Health Canada had a similar response in an email statement: “Vaping products are only appropriate for adult smokers and any use by youth is a concern.”
However, Juuling has become popular in part because the device is the size of a USB stick and the pods come in an assortment of flavours, including grape, peppermint, pinkie and Gypsy tantrum. The companies that manufacture the flavour pods are not allowed to advertise and lure minors with specific flavours, but Health Canada rules still allow them to be sold.
“What are you going to say to a kid? You shouldn’t be attracted to cotton candy, or peanut butter and jam flavour?” asks University of Waterloo tobacco researcher David Hammond. “Or you can just remove those flavours. If we’re serious about reducing use in kids you should just take out the things that appeal to them in the first place rather than just say don’t do it.”
On Thursday, in an effort to appease U.S. authorities who are threatening to put controls on the vape market, JUUL Labs announced it had filed a complaint with the United States International Trade Commission alleging the companies that manufacture the multitude of flavour pods have infringed on its patents. JUUL itself has only six flavours -Virginia tobacco, mint, mango, vanilla, fruit, and cucumber.
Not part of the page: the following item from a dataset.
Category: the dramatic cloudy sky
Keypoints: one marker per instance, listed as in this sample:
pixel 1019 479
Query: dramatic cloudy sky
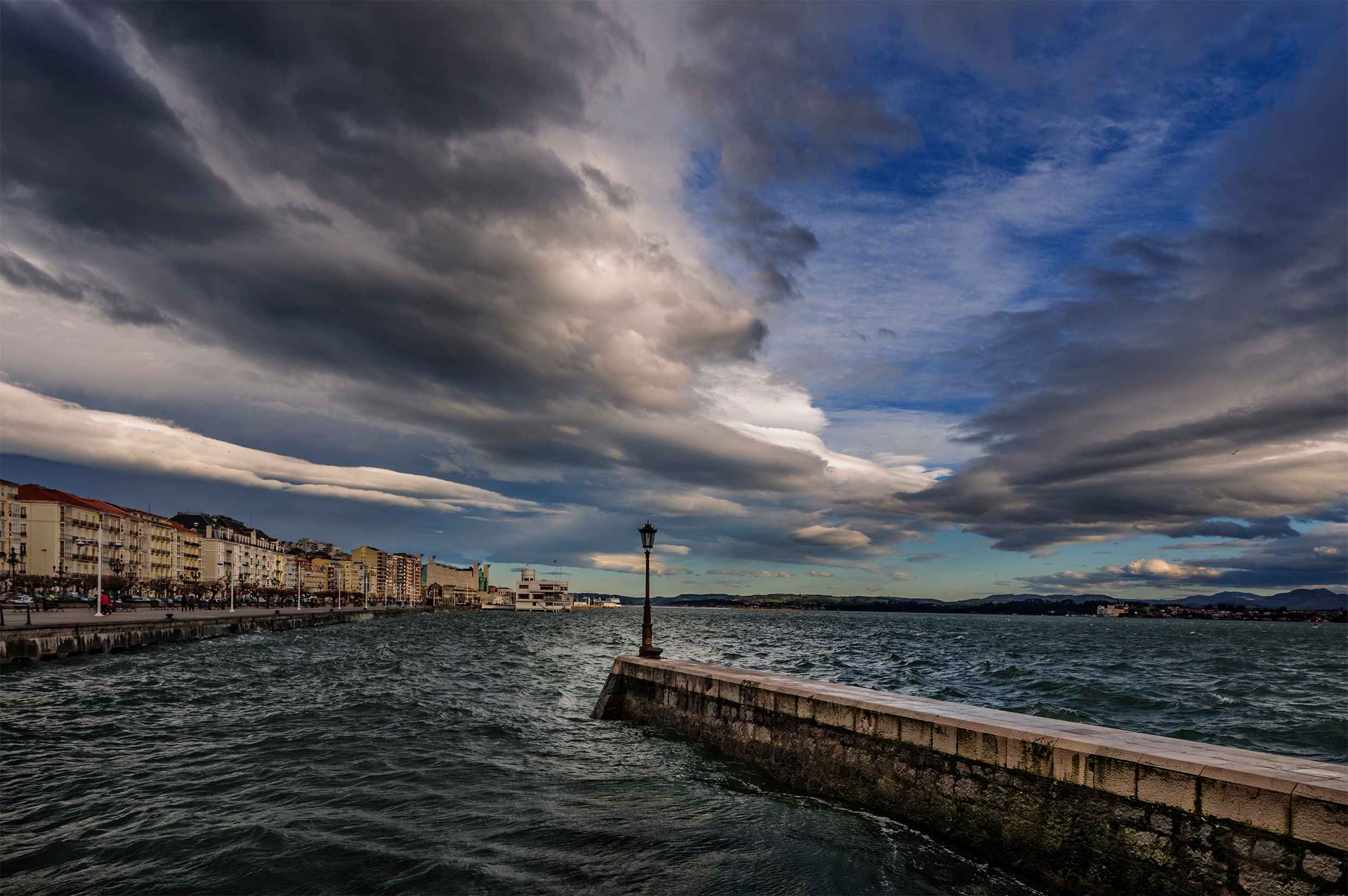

Hammond says those flavour pods give vaping a huge advantage over traditional cigarettes. In 2010 flavoured cigarettes were banned, a move made to reduce the number of smokers. And while it worked, he says the flavours vaping offers fills that void in the marketplace.
“The tobacco industry cannot be trusted,” says Rob Cunningham of the Canadian Cancer Society. “They’re putting e-cigs on the market. They have a long history of marketing to kids. They know what works, whether it’s marketing or flavours.”
Another aspect of the new laws for vaping companies surrounds advertising. While cigarettes are no longer visible to consumers and there are no ads to be seen, vape products are now advertised openly including on the panels that hide cigarette packs.
With the industry seemingly under attack, the Canadian Vaping Association is fighting back. The association maintains the rules adopted by the Canadian government are enough, this despite mounting evidence in the U.S. that addiction numbers among minors are rising.
Could Canada be far behind? Vaping association member Boris Giller says it’s not the industry that is luring minors to use its products.
“There are people who are marketing to children,” he says. “And you know who that is? The news – because if a child hears … on the news constantly, that all the other children are using Juul and that it’s forbidden, what do you think is going to happen?”